President Rawlings once upon a time compared the best hygienic practices of the cat to what he perceived as the unhygienic life styles of Fantis in Cape-Coast which has the accolade of a ‘City of Beautiful Nonsense’. He said it in the home grounds of the Fantis. They did not go berserk. If a similar statement had been made by someone else of Akan extraction against an Ewe or a northerner, it would have been a different ball game. Someone drew my attention to a certain phenomenon. In many Akan areas, it is not uncommon to see non-Akans, particularly Ewes and Northerners living in particular electoral areas being elected by the predominantly Akan people to represent them in the various District Assemblies.
One cannot find an Akan in any part of the northern regions or Volta Region being elected by the people to represent them in their District Assemblies. Well, one may also argue that the Akans in those areas do not offer themselves.

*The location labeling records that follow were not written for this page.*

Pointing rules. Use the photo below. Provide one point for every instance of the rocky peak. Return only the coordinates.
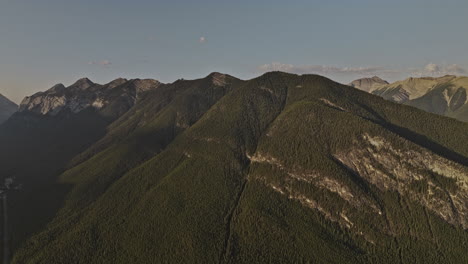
(116, 82)
(7, 108)
(218, 79)
(368, 84)
(82, 84)
(85, 94)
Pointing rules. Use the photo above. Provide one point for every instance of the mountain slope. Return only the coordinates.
(280, 168)
(444, 95)
(368, 84)
(7, 108)
(49, 130)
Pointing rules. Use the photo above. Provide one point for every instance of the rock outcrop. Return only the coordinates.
(85, 94)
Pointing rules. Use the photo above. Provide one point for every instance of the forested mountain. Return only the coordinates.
(445, 95)
(281, 168)
(368, 84)
(7, 108)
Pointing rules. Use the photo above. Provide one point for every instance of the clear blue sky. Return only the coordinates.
(43, 42)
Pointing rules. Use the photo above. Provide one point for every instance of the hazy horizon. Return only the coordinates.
(61, 41)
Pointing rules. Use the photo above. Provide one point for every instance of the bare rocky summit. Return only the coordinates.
(7, 108)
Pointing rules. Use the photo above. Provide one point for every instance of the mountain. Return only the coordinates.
(7, 108)
(446, 98)
(39, 141)
(281, 168)
(368, 84)
(445, 95)
(411, 88)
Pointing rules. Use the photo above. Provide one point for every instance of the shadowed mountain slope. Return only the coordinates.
(280, 168)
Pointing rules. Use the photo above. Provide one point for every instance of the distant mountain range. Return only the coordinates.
(7, 108)
(368, 84)
(445, 95)
(281, 168)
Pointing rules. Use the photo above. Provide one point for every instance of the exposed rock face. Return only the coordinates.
(7, 108)
(84, 94)
(435, 182)
(368, 84)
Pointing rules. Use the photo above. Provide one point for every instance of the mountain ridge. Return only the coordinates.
(7, 108)
(446, 95)
(281, 167)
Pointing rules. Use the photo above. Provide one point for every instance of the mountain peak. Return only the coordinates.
(368, 84)
(116, 82)
(57, 88)
(7, 108)
(82, 84)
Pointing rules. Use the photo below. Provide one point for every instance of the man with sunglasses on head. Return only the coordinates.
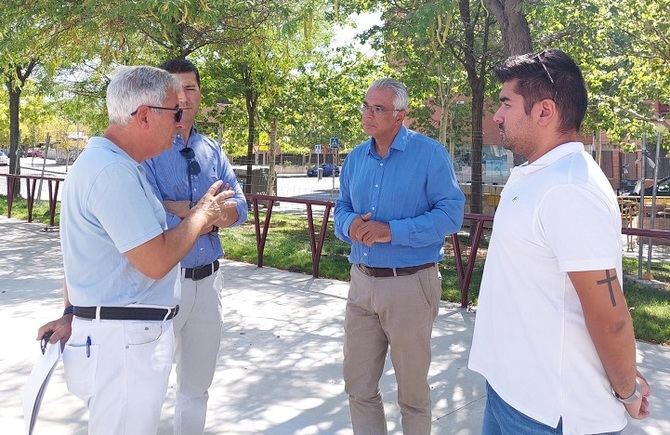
(180, 176)
(121, 285)
(398, 201)
(553, 335)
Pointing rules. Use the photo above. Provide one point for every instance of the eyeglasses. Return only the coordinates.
(178, 111)
(192, 168)
(551, 79)
(376, 109)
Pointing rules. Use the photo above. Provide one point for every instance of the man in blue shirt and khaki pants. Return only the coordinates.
(179, 177)
(398, 201)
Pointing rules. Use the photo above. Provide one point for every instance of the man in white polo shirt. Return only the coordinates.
(121, 261)
(553, 336)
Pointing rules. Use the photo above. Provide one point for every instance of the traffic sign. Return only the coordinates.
(334, 142)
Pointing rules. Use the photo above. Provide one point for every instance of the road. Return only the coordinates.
(294, 186)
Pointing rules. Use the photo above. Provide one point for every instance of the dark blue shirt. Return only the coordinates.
(413, 189)
(167, 174)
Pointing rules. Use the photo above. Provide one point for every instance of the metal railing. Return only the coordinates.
(53, 185)
(464, 272)
(316, 244)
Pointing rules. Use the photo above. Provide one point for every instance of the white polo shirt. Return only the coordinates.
(109, 208)
(556, 215)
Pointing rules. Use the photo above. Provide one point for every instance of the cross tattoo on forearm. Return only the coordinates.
(608, 280)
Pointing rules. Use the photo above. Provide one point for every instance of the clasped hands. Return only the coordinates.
(214, 204)
(367, 231)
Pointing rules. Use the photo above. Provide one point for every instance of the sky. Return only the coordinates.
(359, 23)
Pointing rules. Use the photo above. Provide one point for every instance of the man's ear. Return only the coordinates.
(545, 112)
(142, 117)
(400, 117)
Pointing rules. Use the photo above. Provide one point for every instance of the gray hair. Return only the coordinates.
(135, 86)
(400, 91)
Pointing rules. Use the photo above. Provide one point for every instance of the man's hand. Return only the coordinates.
(640, 409)
(177, 208)
(212, 205)
(61, 330)
(354, 229)
(372, 232)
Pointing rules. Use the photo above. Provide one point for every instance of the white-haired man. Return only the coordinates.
(398, 200)
(120, 261)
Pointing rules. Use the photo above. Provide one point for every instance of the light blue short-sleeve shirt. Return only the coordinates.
(108, 208)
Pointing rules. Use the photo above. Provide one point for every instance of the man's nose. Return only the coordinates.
(181, 96)
(497, 118)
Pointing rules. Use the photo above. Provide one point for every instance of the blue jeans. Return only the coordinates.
(501, 419)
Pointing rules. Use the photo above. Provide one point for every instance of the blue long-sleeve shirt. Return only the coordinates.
(413, 189)
(167, 174)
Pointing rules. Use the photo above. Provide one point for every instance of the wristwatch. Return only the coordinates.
(633, 397)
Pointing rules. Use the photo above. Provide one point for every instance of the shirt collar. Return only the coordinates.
(178, 141)
(103, 142)
(550, 157)
(399, 141)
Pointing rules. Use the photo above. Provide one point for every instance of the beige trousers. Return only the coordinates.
(396, 312)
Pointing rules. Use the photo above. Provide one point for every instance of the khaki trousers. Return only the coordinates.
(396, 312)
(198, 328)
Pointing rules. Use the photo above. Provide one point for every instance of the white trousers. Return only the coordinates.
(122, 375)
(198, 336)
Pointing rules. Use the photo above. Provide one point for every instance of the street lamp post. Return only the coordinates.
(221, 104)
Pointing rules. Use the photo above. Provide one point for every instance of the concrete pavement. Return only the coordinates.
(279, 370)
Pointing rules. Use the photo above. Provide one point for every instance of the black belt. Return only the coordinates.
(126, 313)
(386, 272)
(198, 273)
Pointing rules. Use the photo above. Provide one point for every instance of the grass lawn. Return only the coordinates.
(287, 247)
(20, 210)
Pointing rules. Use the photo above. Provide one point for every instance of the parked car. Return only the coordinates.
(328, 170)
(34, 152)
(662, 188)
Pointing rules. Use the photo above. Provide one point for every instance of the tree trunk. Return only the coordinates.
(513, 25)
(515, 34)
(476, 72)
(272, 176)
(14, 132)
(14, 82)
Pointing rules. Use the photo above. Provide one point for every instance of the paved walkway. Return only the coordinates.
(279, 371)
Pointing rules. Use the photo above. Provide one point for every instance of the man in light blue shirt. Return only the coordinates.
(181, 176)
(120, 259)
(398, 201)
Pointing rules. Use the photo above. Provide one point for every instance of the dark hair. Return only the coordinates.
(176, 66)
(549, 74)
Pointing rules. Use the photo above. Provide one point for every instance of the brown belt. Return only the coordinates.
(385, 272)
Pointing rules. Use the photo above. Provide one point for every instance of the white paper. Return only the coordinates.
(35, 387)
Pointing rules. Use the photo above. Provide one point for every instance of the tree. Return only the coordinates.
(463, 31)
(514, 27)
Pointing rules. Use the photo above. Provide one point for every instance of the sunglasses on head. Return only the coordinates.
(538, 58)
(178, 111)
(193, 167)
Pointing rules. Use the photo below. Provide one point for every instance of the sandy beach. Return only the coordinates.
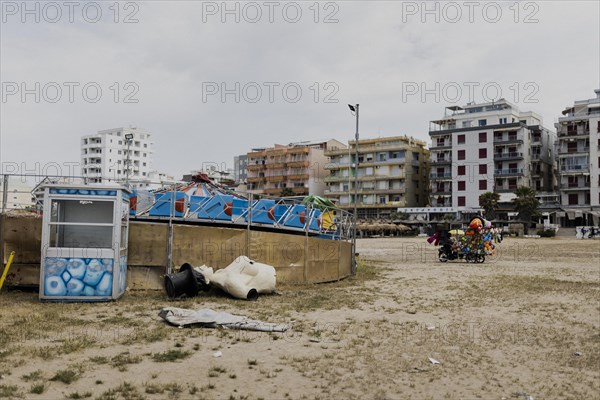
(524, 323)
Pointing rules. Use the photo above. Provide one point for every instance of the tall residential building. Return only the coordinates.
(298, 167)
(579, 154)
(392, 173)
(488, 147)
(104, 156)
(18, 193)
(240, 168)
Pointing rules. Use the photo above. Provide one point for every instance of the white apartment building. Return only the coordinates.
(18, 193)
(104, 156)
(488, 147)
(579, 154)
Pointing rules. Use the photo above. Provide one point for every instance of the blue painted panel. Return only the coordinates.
(260, 211)
(293, 220)
(214, 209)
(74, 277)
(162, 204)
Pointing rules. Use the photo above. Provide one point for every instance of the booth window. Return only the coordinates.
(81, 224)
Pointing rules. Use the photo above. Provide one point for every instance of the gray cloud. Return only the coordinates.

A few weeks back, I had a chat, among other great citizens of this country, with Prof. Kwame Karikari. In the course of the conversation, he made us aware that Tumu was doing extremely well in maize production currently and in his view, that part of the country, if properly resourced and guided could lead in maize production in this country. He was making this assertion in the midst of the attack on our farms by pests. Perhaps, it is this knowledge by the former Deputy Minister for Agriculture that made him make those comments, perhaps in an attempt to repudiate an otherwise over exaggerated situation affecting farmers in the three northern regions of this beloved country.
No matter what contrary information he had as regards the agricultural performance in those parts of the country, and the efforts the government generally and the Ministry in particular had taken to ensure that food production does not suffer seriously by the invasion of the pests, the former Deputy Minister was not measured in view of the fact that he was speaking to the whole nation on what he might have perceived as unreasonable complaints by some farmers or politicians in those parts of the country. His over assessment of the issue to include even non-farmers from the three northern regions was totally uncalled for.
He was honourable enough to follow up immediately with unconditional apology.   Sadly, in the modern politics of our generation, a certain group of political tradition has its political survival hinged on playing the minority against the majority in this country. Detestable as the comments of the former Deputy Minister were, were the reactions by my former boss at The Mirror, Alhaji A.B.A. Fuseini really meant to draw the attention of the former Deputy Minister to the unacceptable comments or incite the people of the three northern regions against the Deputy Minister or playing the political advantage?
Some of the comments of the Member of Parliament bordered on threats on the life of the former Deputy Minister. When a blatant falsehood was peddled against a then President Nana Akufo Addo’s nominee for the position of Minister for Energy,  Alhaji A.B.A Fuseini’s voice on attempts by one of his own to destroy the hard won reputation of that individual was never heard. Hon. Boakye Agyarko also comes from an ethnic group, indeed two ethnic groups and from two regions as well. If the people of those regions and ethnic groups had acted in the manner ‘Baba’ did, one can imagine what the situation would have been.
Our reactions to situations, no matter how bad those situations might be, produce the end result and not the situations themselves. Daavi, just three tots in this cold weather.